According to CV-Library, holding the UK’s largest candidate database of over 10.5 million CVs, figures in September 2015 saw a 13.2% increase in candidates registering their CVs to the site; job applications were up by 7.5% during the same period.
Lee Biggins, founder and managing director of CV-Library, comments: “We’re entering a traditionally busy time in recruitment, so it will be interesting to see how the job market favours, especially given recent concerns in the economy. Post-summer labour market activity always tends to improve, as more people return from their holidays. During this period last year, for example, we saw job creation rise by 17%, and we’re hopeful that we’ll witness a similar increase again this year.”
According to CV-Library’s research, 70.1% find it difficult to get back into a routine after a summer holiday, with nearly three quarters (72.3%) admitting that it takes one to two days to adjust to work post-holiday. Other key findings from the study of over 2,200 UK workers include:
- Over half (55.8%) think that workplace morale drops as the summer comes to an end
- 86.9% said it’s an employer’s responsibility to keep morale up
- But 79.4% stated that their employer does not make allowances for post-summer blues.
Biggins continues: “It’s clear that the post-summer blues can get Brits down, with many struggling to readjust to the working day.
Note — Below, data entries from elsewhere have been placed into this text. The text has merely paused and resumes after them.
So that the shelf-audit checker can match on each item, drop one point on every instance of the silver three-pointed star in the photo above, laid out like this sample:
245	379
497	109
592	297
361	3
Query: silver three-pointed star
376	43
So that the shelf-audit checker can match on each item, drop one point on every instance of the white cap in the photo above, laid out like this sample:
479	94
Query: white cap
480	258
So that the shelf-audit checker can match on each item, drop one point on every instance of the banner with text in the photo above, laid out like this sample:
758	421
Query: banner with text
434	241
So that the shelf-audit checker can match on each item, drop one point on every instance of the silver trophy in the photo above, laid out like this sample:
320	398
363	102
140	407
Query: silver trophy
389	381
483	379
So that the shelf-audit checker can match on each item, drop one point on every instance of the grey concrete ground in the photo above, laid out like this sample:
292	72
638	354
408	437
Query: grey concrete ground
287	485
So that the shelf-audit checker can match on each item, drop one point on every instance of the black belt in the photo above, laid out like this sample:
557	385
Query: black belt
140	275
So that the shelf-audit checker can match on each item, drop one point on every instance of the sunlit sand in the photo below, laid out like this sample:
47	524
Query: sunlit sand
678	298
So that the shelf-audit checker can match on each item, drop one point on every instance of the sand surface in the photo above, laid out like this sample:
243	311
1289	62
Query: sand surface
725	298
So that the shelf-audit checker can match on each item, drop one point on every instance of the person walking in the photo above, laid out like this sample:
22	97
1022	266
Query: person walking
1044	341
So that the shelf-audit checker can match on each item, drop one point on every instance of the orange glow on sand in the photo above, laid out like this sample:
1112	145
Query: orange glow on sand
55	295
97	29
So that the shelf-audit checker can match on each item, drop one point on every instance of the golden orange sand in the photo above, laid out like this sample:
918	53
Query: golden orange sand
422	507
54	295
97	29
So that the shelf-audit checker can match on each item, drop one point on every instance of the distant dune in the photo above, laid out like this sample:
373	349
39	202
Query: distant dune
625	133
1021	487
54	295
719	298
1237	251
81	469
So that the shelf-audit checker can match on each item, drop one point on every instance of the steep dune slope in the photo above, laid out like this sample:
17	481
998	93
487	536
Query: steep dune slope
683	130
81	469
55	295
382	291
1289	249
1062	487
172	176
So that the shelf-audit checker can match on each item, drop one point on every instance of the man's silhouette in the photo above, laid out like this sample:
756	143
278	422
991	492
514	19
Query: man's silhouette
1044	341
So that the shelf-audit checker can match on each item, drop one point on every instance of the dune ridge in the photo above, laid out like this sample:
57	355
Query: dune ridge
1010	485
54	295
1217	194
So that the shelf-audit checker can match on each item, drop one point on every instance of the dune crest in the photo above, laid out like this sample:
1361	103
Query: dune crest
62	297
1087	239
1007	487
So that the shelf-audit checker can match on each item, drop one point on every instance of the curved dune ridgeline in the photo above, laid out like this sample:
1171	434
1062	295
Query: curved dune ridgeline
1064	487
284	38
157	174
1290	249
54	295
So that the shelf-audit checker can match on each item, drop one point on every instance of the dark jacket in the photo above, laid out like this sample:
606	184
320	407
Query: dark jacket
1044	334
Implementing a robust process which helps to ease people back into work post-holiday is extremely important. Our research tells us that employees feel much better if they have an update meeting on return, followed by time to catch up on emails and projects, as well as speaking with team members and having enough time to create a priority list. Ensuring you accommodate these needs can help workers feel more positive about their return to work after a summer break and may prevent employees looking for work elsewhere.”
The research found that workers find the following factors most difficult about returning to work after a summer break: getting up early (28.4%), getting back into a routine (25.1%), catching up on work (17.9%), catching up on emails (10.9%), staying motivated (8.5%) and dealing with work stress (5.8%).
Get prepared fellow recruiters for the influx of blue candidates!